Şinto'da torii nedir?
Torii, genellikle Şinto tapınaklarının girişinde bulunan geleneksel bir Japon kapısıdır. Kutsal ve seküler alemler arasında sembolik bir geçit görevi görür ve kutsal bir alana geçişi işaret eder.
Konfüçyüsçülük nedir?
Konfüçyüsçülük, antik Çin'de Konfüçyüs tarafından geliştirilen bir felsefe ve etik sistemdir. İdeal bir toplum yaratmak için ahlaki değerleri, sosyal uyumu, evlat dindarlığını ve erdemlerin geliştirilmesini vurgular.
Konfüçyüsçülükte Beş İlişki nedir?
Konfüçyüsçülükteki Beş İlişki, toplumda var olması gereken hiyerarşik sosyal ilişkileri ifade eder. Bunlar arasında yönetici-tebaa, baba-oğul, karı-koca, ağabey-küçük kardeş ve arkadaş-arkadaş yer alır. Konfüçyüsçülük bu ilişkiler içinde doğru davranış ve uyumu vurgular.
Konfüçyüsçülükte Analektler nedir?
Analektler, Konfüçyüs'e atfedilen sözlerin ve öğretilerin bir derlemesidir.
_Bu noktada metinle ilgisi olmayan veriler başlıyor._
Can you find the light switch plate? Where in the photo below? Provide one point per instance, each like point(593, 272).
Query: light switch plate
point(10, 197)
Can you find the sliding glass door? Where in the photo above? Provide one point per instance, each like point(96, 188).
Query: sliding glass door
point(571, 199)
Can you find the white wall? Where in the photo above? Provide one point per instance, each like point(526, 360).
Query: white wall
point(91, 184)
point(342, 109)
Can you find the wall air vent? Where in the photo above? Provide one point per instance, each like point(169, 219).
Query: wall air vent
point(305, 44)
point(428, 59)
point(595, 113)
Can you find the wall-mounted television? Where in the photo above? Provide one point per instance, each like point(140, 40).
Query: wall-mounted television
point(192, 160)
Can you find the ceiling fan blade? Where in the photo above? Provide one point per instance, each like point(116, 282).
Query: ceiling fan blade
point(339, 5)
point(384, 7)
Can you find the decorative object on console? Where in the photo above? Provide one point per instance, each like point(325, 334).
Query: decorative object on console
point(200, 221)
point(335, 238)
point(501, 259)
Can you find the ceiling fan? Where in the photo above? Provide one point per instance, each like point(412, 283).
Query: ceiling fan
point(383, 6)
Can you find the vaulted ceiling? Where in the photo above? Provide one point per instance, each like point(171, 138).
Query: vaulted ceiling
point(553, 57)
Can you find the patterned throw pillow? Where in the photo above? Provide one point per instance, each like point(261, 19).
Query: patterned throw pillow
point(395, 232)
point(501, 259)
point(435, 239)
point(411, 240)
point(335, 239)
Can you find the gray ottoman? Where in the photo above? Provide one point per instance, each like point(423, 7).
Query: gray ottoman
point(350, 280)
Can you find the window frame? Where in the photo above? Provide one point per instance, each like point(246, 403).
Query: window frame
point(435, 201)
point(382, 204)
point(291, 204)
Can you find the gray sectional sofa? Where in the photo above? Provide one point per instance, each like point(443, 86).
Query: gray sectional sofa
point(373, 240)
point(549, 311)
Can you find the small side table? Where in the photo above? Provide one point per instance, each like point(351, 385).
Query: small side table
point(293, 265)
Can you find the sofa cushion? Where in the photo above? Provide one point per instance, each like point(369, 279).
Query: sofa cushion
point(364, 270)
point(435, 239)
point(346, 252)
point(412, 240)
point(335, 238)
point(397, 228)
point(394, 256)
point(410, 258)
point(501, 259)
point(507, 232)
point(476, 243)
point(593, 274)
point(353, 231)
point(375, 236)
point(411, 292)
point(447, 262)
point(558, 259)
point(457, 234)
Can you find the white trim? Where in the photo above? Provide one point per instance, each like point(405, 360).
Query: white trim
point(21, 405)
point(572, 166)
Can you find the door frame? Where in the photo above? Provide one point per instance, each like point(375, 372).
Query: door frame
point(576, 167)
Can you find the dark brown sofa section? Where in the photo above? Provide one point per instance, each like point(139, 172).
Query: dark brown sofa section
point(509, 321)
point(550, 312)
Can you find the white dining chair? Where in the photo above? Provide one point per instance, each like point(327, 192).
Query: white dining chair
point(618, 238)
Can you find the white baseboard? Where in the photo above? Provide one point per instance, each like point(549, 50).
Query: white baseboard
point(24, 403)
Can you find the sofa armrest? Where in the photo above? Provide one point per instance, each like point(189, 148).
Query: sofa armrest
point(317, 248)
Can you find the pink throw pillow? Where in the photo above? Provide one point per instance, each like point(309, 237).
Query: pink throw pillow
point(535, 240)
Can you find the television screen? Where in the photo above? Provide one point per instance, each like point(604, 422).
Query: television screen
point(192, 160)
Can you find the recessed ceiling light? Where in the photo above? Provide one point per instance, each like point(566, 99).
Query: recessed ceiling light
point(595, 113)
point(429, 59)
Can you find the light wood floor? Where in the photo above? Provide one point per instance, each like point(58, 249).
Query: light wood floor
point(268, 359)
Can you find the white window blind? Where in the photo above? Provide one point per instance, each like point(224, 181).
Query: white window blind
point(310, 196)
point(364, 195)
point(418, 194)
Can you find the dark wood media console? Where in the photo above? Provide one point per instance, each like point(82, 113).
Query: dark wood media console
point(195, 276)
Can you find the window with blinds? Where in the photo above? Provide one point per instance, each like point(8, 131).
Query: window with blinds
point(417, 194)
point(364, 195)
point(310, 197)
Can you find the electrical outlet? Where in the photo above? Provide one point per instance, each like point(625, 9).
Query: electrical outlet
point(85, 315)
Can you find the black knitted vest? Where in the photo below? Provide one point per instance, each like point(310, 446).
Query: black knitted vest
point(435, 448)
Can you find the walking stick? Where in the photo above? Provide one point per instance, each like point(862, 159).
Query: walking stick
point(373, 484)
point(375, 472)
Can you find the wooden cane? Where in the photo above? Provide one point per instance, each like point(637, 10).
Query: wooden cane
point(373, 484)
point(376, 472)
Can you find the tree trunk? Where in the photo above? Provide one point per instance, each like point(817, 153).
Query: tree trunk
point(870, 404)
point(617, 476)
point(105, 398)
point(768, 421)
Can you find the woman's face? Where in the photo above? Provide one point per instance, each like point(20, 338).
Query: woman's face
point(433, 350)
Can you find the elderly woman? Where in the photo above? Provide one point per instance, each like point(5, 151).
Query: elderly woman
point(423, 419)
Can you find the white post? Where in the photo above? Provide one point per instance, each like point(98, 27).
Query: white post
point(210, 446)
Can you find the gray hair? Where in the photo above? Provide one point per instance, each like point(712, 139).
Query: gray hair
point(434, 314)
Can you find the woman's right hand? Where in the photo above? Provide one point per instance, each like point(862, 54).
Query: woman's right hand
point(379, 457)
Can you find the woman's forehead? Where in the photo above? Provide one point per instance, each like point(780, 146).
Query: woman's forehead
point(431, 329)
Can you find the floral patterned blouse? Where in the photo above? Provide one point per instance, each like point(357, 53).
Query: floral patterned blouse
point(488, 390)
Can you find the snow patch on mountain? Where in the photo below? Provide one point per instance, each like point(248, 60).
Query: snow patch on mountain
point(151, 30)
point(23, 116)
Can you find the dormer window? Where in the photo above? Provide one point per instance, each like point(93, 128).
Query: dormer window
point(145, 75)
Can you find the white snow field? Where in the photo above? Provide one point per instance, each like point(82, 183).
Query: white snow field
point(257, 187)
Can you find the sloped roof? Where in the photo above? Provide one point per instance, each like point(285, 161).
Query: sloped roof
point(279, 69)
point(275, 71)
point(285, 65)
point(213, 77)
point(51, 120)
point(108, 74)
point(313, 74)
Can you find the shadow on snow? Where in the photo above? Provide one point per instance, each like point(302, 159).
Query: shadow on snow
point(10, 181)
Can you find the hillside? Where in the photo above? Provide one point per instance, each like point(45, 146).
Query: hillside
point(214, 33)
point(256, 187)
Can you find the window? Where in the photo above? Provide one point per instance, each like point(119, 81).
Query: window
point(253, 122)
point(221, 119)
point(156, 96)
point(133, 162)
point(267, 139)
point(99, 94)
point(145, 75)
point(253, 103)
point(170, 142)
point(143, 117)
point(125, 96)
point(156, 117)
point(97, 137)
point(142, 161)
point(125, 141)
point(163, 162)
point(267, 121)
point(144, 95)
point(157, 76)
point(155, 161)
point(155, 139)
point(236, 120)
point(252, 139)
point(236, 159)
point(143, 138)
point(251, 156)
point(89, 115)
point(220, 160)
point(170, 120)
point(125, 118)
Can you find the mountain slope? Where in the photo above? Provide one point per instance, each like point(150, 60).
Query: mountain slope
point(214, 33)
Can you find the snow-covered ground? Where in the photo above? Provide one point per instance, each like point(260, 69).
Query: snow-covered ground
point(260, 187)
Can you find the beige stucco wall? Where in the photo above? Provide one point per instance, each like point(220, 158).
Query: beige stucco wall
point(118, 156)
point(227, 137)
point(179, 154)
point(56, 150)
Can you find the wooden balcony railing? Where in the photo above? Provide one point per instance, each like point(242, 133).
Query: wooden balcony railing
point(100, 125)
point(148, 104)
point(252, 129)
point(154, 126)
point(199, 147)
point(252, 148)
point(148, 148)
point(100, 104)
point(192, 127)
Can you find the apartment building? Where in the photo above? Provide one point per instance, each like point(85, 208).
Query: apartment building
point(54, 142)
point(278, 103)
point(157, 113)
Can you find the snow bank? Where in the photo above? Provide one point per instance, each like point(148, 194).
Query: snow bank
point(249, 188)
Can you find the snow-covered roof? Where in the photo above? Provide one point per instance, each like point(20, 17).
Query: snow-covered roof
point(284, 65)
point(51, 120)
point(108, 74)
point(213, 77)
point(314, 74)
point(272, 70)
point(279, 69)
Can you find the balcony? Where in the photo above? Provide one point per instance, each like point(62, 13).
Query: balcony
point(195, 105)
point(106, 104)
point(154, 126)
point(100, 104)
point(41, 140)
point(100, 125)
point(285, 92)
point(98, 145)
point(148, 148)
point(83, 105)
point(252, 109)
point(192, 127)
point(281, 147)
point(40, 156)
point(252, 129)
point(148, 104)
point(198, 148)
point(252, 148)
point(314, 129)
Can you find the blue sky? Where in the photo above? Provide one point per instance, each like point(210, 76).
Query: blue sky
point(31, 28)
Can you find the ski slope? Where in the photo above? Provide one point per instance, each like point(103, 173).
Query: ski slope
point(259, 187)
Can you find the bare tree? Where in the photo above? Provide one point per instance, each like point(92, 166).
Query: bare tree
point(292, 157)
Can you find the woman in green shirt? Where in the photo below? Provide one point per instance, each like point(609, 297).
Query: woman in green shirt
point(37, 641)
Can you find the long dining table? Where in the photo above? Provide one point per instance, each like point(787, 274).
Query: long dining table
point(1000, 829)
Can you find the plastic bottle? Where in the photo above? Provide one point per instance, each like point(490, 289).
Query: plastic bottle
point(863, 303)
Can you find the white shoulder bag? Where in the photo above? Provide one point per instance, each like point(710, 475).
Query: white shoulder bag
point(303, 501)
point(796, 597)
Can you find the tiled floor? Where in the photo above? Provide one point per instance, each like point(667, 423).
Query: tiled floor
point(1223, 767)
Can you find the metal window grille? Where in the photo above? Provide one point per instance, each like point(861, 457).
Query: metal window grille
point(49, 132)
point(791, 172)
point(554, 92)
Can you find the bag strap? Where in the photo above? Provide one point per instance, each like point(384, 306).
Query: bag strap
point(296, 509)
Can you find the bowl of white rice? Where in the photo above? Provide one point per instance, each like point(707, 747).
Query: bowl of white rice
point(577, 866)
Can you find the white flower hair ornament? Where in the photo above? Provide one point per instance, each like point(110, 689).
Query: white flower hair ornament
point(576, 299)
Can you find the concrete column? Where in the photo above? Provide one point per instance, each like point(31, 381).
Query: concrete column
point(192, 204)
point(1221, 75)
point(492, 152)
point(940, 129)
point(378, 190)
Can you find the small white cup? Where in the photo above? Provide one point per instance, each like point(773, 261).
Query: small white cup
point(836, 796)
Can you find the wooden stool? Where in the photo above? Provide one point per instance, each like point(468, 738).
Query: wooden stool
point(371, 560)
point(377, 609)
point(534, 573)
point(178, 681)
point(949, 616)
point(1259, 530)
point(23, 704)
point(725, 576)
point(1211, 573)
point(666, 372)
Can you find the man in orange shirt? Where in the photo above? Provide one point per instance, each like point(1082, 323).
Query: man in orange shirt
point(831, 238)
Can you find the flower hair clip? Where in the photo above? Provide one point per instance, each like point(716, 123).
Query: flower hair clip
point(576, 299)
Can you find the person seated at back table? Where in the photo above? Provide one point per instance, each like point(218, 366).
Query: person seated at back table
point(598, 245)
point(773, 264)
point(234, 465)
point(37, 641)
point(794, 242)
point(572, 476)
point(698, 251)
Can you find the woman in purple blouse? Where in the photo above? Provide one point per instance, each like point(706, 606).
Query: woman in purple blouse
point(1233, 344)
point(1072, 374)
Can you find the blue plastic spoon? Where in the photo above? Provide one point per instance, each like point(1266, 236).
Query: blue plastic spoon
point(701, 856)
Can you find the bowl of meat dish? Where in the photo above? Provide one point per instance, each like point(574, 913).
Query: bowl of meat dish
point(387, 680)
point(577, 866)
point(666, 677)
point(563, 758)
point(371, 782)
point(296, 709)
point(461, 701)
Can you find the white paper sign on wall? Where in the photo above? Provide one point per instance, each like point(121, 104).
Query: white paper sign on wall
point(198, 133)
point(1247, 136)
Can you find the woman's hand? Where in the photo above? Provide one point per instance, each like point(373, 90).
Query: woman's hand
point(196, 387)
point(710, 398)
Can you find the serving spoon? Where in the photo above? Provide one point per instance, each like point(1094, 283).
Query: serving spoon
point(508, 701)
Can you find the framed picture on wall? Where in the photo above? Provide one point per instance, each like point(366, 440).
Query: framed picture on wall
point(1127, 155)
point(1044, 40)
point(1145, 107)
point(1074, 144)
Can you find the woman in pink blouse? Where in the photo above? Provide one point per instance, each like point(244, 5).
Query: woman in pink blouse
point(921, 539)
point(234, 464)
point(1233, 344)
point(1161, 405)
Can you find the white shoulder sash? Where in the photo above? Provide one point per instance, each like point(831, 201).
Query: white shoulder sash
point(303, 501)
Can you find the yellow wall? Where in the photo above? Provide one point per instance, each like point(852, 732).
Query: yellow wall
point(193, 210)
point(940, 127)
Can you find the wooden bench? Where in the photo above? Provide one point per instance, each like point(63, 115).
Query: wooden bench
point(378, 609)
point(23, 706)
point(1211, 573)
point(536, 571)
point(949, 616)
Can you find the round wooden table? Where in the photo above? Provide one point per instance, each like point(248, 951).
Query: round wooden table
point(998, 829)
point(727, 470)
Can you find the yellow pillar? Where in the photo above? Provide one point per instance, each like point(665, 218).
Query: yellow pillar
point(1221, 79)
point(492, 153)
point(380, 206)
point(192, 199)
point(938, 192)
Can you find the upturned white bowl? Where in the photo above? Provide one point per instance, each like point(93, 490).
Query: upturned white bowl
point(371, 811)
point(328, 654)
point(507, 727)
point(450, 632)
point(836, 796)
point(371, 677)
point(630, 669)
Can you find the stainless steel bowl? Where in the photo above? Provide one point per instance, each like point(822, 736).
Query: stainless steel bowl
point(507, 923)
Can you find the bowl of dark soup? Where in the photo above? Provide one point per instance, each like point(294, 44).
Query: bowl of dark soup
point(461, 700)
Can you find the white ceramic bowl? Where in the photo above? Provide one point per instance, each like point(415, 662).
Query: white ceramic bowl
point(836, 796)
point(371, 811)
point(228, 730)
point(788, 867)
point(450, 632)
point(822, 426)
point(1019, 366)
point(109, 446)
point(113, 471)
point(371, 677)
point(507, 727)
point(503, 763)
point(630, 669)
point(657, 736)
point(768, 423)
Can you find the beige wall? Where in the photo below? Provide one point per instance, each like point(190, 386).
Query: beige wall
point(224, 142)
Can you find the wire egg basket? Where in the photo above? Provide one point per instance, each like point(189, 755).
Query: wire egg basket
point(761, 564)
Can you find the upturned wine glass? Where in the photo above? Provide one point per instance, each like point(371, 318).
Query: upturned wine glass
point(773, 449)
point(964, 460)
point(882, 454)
Konfüçyüsçülüğün temel metni olarak hizmet ederler ve etik, ahlak ve sosyal düzen hakkında rehberlik sunarlar.
Konfüçyüsçülükte aileye saygı nedir?
Aileye saygı, Konfüçyüsçülükte vurgulanan, kişinin ebeveynlerine ve atalarına karşı saygı ve bağlılık erdemidir. Ebeveynleri onurlandırmayı ve onlara özen göstermeyi, isteklerine itaat etmeyi ve aile geleneklerini sürdürmeyi içerir.
Taoizm nedir?
Taoizm, kökeni antik Çin'e dayanan felsefi ve ruhani bir gelenektir. "Yol" veya "Doğanın Yolu" olarak çevrilebilecek Tao kavramı etrafında döner. Taoizm, yaşamın doğal akışıyla uyum içinde yaşamayı ve içsel dengeyi geliştirmeyi vurgular.
Taoizm'de Yin ve Yang'ın önemi nedir?
Yin ve Yang, Taoizm'de her şeyin birbirine bağlılığını ve ikiliğini temsil eden tamamlayıcı güçler veya enerjilerdir. Yin karanlık, dişilik ve pasiflikle ilişkilendirilirken, Yang ışığı, erkekliği ve aktiviteyi temsil eder. Yin ve Yang'ın dengesi ve etkileşimi uyum ve esenlik için gerekli görülür.
Taoizm'de Tao Te Ching nedir?
Tao Te Ching, Taoizm'de filozof Lao Tzu'ya atfedilen merkezi bir metindir. Tao'nun doğasını, uyum içinde yaşama sanatını ve bilgelik, sadelik ve eylemsizlik (wu wei) ilkelerini araştıran şiirsel dizelerden oluşur.